Antiqua!

Otto Moſer

Lindenau

Die meiſten Dörfer in Leipzigs Umgebung ſind, wie ſchon mehrfach bemerkt wurde, mit unſerer Stadt von faſt gleichem Alter und gleicher Entſtehung. Ob manche derſelben, und Leipzig ſelbſt, ſchon zur Zeit der im fünften Jahrhundert hier anſäſſigen Hermunduren vorhanden waren, läßt ſich hiſtoriſch nicht nachweiſen. Dagegen aber wiſſen wir, daß die den Hermunduren folgenden Slaven unſere Gegend eigentlich coloniſirten und eine große Menge durch ihre ſlaviſchen Namen noch jetzt kennbare Anſiedelungen gründeten. Nach Unterjochung der Slaven durch die Deutſchen wurden auch von dieſen einige Dörfer angelegt und zu ihnen ſcheint, nach dem Namen zu urtheilen, Lindenau zu gehören. Nimmt man an, daß das Dorf früher nicht einen ſlaviſchen Namen gehabt habe, ſo fällt ſeine Entſtehung ungefähr in das zehnte Jahrhundert.

Lindenau iſt der Stammſitz der noch blühenden Familie von Lindenau, von welcher zuerſt Ritter Heinrich von Lindenau in einem 1216 ausgeſtellten Diplom genannt wird, welches Markgraf Dietrich von Meißen dem Kloſter Zelle gab. Eine lange Reihe ausgezeichneter Männer geiſtlichen und weltlichen Standes ſind bis auf die neueſte Zeit aus dem Geſchlecht der Lindenaus hervorgegangen.
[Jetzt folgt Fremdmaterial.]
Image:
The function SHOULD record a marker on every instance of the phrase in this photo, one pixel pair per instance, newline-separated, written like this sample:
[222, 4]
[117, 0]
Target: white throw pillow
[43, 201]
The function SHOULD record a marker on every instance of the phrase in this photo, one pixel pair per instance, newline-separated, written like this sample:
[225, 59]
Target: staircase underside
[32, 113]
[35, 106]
Der alte Ritterſitz läßt ſich noch jetzt erkennen. Er befand ſich ungefähr auf der Stelle, wo jetzt das hohe Haus mit zahlreichen Fenſtern, früher das Herrenhaus des Sickel’ſchen Gutes, in nächſter Nähe der Kirche, ſteht, und [es] findet man in deſſen Nähe auch die Spuren des Wallgrabens, welcher noch vor mehreren Jahren weit ausgedehnter war, da er, nach alter Einrichtung, den ganzen Edelſitz umfaßt haben mag. Die uralte Kirche ſtand unter dem Schutze der nahen Burg, wie man dies überall findet, da die Slaven in der erſten Zeit ihrer Unterjochung nicht ſelten gegen die Tempel des ihnen aufgedrungenen Gottes Gewalt verſuchten. Im Jahre 1021 war das Werk der Bekehrung auf jeden Fall ſchon vollendet, denn Kaiſer Heinrich II., welchen man den Frommen nennt, ſchenkte dem Biſchof Dietmar von Merſeburg in dieſem Jahre, als Tafelgut und Leibgedinge die Stadt Leipzig mit den umliegenden Dörfern, wozu auch Lindenau gehörte. Vielleicht zu dieſer Zeit iſt es auch geweſen, daß Leutzſch in den Beſitz der Herren von Lindenau gelangte. Dieſer Zweig nahm den Namen des Ritterſitzes an und baute das Schloß, von welchem man noch jetzt den großen Schmidtſchem Gute — dem ehemaligen Oekonomiehofe der Burg — gegenüber, ein altes Gebäude zwiſchen Wallgräben wahrnimmt. Die Wappen der Herren von Lindenau und der von Leutzſch ſind einander gleich, eine Linde mit Sternen, und dies beweiſt beider Familien gleichen Stamm.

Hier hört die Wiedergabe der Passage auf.